2009 gewann Robert Harting in Berlin WM-Gold, bei seinem Abschied reichte es nur zu Platz sechs bei der EM. Foto: AFP

Sportlich gab es für Diskuswerfer Robert Harting bei der Leichtathletik-EM kein Happy End. Doch für den 33-Jährigen schließt sich bei seinem Abschied in Berlin dennoch der Kreis.

Berlin - Robert Harting kämpfte, jubelte, zitterte - und am Ende konnte der scheidende Diskus-Riese nach Platz sechs sogar wieder lachen: Beim letzten großen Auftritt in seiner langen und erfolgreichen Karriere zeigte der große Star der deutschen Leichtathletik noch einmal die ganze Gefühlspalette. Die Abschiedsshow des London-Olympiasiegers bei der Heim-EM in Berlin blieb in seinem „Wohnzimmer“ Olympiastadion jedoch ohne sportliches Happy End.

Beim Sieg des Litauers Andrius Gudzius (Litauen/68,46) blieb der 33-Jährige bei seiner letzten internationalen Meisterschaft mit 64,33 Metern 81 Zentimeter hinter dem Bronzerang. Silber holte sich der Schwede Daniel Stahl (68,23) vor dem Österreicher Lukas Weißhaidinger (65,14). Der Gänsehaut-Atmosphäre tat dies aber keinen Abbruch. Im Anschluss an den Wettbewerb zeigten die Organisatoren noch ein Abschiedsvideo auf den Leinwänden, dem Harting gebannt zuschaute.

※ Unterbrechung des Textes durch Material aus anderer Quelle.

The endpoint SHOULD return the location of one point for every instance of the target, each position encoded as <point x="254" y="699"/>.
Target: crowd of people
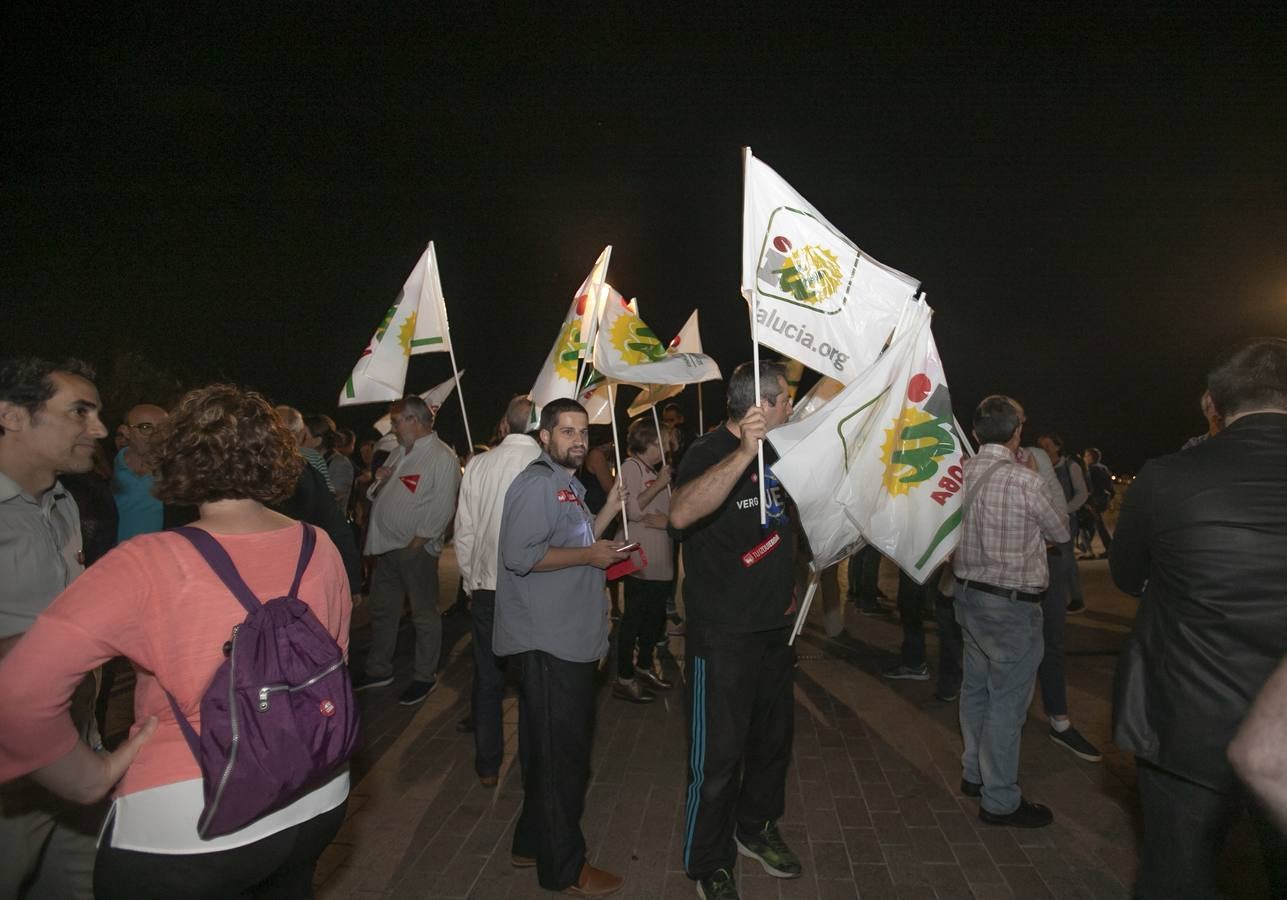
<point x="98" y="564"/>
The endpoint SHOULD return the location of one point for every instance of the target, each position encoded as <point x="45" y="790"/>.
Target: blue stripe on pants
<point x="698" y="756"/>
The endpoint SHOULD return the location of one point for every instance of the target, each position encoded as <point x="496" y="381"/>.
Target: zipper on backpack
<point x="268" y="690"/>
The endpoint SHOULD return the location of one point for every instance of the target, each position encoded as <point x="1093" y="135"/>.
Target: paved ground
<point x="871" y="802"/>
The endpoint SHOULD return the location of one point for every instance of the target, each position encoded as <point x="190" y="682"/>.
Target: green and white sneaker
<point x="720" y="886"/>
<point x="772" y="853"/>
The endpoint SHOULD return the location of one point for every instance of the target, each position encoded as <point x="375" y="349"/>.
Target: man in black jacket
<point x="1202" y="537"/>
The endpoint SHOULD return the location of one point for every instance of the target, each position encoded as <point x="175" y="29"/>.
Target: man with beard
<point x="551" y="614"/>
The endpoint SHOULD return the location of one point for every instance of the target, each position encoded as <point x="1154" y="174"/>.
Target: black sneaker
<point x="372" y="681"/>
<point x="1027" y="815"/>
<point x="416" y="693"/>
<point x="1072" y="740"/>
<point x="911" y="672"/>
<point x="720" y="886"/>
<point x="772" y="853"/>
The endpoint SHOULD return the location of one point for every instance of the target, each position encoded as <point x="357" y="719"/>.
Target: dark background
<point x="1094" y="198"/>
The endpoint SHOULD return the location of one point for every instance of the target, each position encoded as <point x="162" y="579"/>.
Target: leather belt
<point x="1009" y="594"/>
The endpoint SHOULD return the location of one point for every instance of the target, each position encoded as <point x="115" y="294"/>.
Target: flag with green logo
<point x="816" y="296"/>
<point x="416" y="322"/>
<point x="882" y="461"/>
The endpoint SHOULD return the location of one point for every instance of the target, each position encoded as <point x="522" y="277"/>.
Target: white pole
<point x="657" y="424"/>
<point x="617" y="452"/>
<point x="801" y="616"/>
<point x="754" y="345"/>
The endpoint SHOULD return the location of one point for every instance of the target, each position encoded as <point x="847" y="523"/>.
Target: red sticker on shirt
<point x="761" y="550"/>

Standing Ovations im Stadion

Das Publikum verabschiedete ihn mit Standing Ovations. Wie sehr die Leichtathletik-Fans auf den letzten großen Auftritt ihres Lokalmatadoren hingefiebert hatten, wurde bereits vor dem Wettbewerb deutlich. Schon beim Einzug wurde er lautstark gefeiert - Harting bedankte sich und winkte zurück. Einige Fans trugen T-Shirts mit seinem Konterfei und dem Spitznamen „Shaggy“. „Was für eine geile Zeit. Danke“, stand darauf geschrieben.

Kein Wunder, dass es bei seiner Vorstellung laut wurde. Harting begann noch verhalten, erst nach seinem zweiten Wurf auf 63,45 m zeigte er erstmals die Faust. Zwischenzeitlich lag Harting sogar auf den zweiten Rang - doch am Ende war die Konkurrenz dann doch zu stark. Auch der letzte Versuch, mit dem er sich bei der WM 2009 Gold gesichert und seinen ersten großen Titel gewonnen hatte, war zu kurz. Dabei wäre es sogar beinahe gar nicht zum großen Auftritt in Berlin gekommen. Erst auf den letzten Drücker qualifizierte er sich für die EM - obwohl gleich vier Deutsche in dieser Saison bereits weiter geworfen hatten.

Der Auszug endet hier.